Fonds spécial routier : Voici l’audit accablant de la Cour des comptes

Exclusif: La Cour des comptes a été alertée en février 2020 par une structure de contrôle qui a relevé des insuffisances sur l’exécution de certains marchés publics financés à travers le Fonds spécial routier du Burkina (FSR-B). Des insuffisances sur la gestion ont été relayées aussi par la presse. Elle a alors décidé de faire un audit de performance des exercices 2016-2019. Le résultat est accablant : mauvaise gestion des péages, irrégularités dans la gestion des ressources des conventions, utilisation des ressources à d’autres fins que le financement des travaux routiers, immixtion du politique sur le choix des routes à bitumer au détriment de ce qui est prévu, des prêts dans des banques privées avec des taux d’intérêts élevés, etc. Le rapport a été remis au chef de l’Etat Ibrahim Traoré, le 16 février par le Premier président de la Cour des comptes Latin Poda.

Gestion des péages : il y a de gros problèmes. Le rapport d’audit de la Cour des comptes donne les détails.

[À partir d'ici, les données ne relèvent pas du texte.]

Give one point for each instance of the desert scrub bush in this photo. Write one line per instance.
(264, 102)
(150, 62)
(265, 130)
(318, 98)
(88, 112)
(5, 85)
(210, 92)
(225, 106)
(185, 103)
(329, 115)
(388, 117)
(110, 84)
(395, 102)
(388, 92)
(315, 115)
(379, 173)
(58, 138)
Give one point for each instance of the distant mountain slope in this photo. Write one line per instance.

Premier grief : des dispositions nécessaires ne sont pas prises pour la confection « des tickets de péage de qualité et non falsifiables ». Selon l’audit, les marchés sont passés par entente directe (gré-à-gré), et le « choix du fournisseur des tickets de péage est laissé à la discrétion du Directeur général FSR-B qui seul, décide de l’entreprise attributaire ». Plus grave : « la responsabilité de l’entreprise n’est plus engagée même si des erreurs sont décelées plus tard pendant la vente des tickets au niveau des péages ». Pour se justifier, « le DG évoque les principes de célérité, de qualité, de sécurité et de secret professionnel dans la confection des tickets ». Or la qualité des tickets est remise en cause : des carnets de tickets peuvent contenir par exemple plus d’unités qu’il en faut (11 carnets au lieu de 10).

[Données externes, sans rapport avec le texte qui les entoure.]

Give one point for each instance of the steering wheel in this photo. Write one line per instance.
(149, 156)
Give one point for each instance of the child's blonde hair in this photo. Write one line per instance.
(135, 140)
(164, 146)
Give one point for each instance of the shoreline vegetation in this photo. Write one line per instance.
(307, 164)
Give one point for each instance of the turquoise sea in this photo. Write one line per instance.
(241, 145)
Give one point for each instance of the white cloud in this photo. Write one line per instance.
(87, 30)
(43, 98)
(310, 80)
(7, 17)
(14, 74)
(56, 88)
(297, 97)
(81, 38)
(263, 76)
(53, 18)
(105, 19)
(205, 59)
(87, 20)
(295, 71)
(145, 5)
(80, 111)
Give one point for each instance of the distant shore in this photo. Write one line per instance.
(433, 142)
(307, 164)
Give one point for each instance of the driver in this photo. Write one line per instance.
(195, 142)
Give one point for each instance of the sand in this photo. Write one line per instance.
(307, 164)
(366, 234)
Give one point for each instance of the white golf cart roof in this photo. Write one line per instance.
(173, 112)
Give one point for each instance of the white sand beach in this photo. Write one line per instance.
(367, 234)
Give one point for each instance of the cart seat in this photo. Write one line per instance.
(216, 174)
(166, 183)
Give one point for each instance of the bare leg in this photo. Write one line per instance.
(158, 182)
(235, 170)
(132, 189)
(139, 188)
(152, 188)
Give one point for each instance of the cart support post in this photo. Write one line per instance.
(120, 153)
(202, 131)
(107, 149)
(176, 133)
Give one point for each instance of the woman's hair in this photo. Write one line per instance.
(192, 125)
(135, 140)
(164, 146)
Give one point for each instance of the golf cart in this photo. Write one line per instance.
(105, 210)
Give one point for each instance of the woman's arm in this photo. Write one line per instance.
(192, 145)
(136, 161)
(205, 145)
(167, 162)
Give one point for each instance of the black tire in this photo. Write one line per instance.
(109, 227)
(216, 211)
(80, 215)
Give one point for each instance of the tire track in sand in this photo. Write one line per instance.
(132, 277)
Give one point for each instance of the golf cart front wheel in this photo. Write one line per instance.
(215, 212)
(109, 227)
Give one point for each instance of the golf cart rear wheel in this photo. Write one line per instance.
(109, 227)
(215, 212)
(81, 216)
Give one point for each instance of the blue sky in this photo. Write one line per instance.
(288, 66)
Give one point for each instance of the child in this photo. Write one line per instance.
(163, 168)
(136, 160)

Des barrières non fonctionnelles dans plusieurs localités, des usagers passent sans payer de tickets pour défaut de monnaie. Les Bus de la SOTRACO ne paient pas le péage alors qu’aucun texte ne les exempte du paiement. Sur 48 postes de péages, 34 fonctionnent (7 à temps partiel) et 14 non fonctionnels. Ces manquements diminuent les recettes.

« Un rapport a fait ressortir un manquant de caisse d’un montant de 37 292 100 francs CFA pour la seule année 2019. »

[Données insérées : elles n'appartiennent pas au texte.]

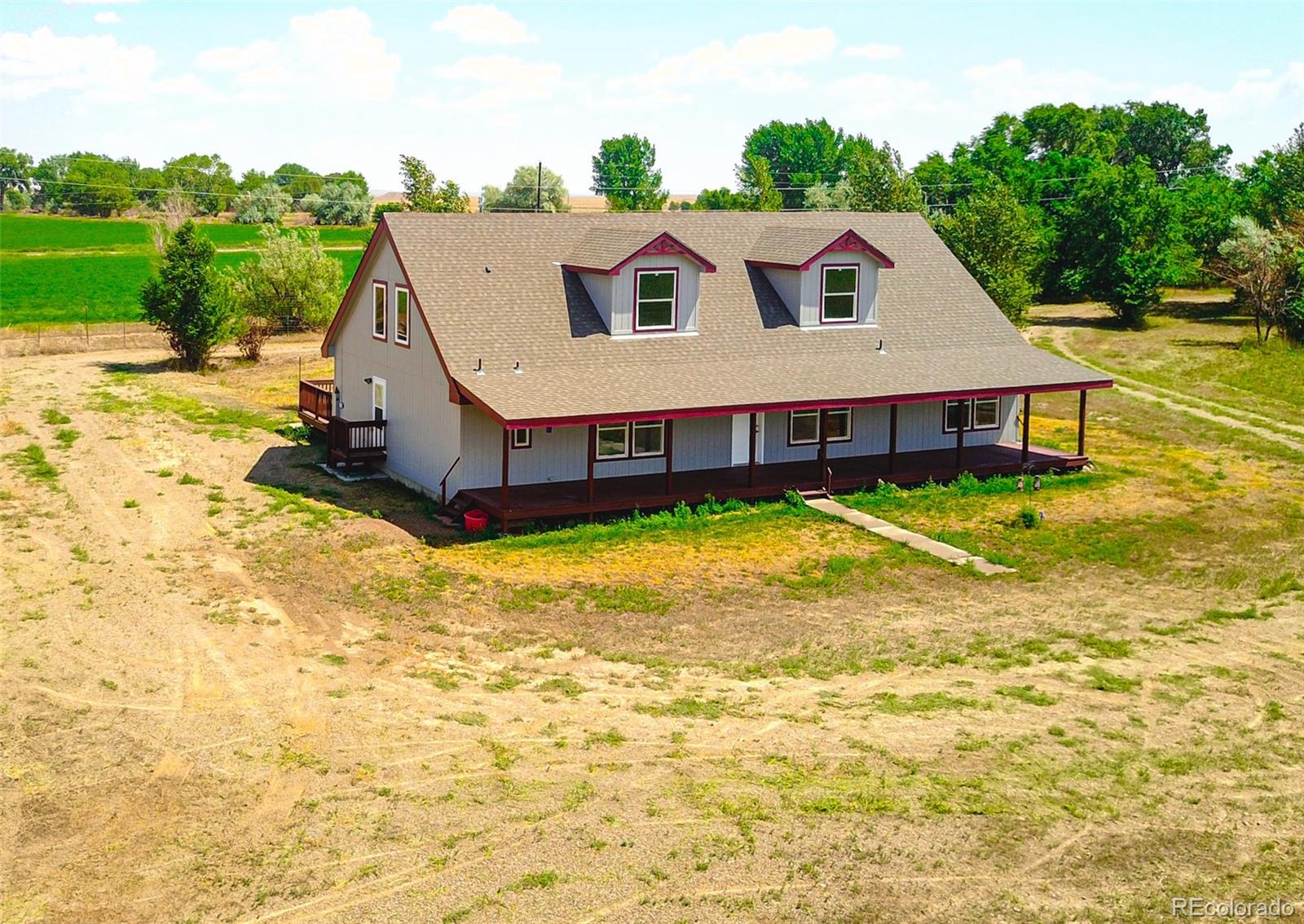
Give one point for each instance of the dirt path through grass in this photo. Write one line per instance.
(1190, 404)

Autre constat : « les gestionnaires des postes de péage ne reversent pas intégralement et à temps, les ressources collectées dans les comptes du FSR-B ». Dans la pile de documents, la Cour des comptes a découvert qu’il y a parfois des manquants de caisse. L’Inspection technique des Services du ministère des infrastructures, lors d’un contrôle de 2019 a constaté des manquants de caisse liés à des cas de reversement non intégral des recettes issues des ventes de tickets de péages par les préposés de péage auprès des gestionnaires. « Un manquant de caisse d’un montant de 37 292 100 francs CFA pour la seule année 2019 » a été constaté. Au péage de Bobo-Dioulasso, route Banfora, « un seul préposé s’est retrouvé avec un manquant de caisse de 5 621 700 francs CFA ». Et ce n’est pas tout. La même année également, la même inspection a découvert que les gestionnaires à leur tour n’ont pas reversé un montant de 9 734 350 francs CFA. Ces derniers, selon la Cour des comptes, « optent pour la rétention de la liquidité par devers eux sur une période longue avant le reversement en banque ».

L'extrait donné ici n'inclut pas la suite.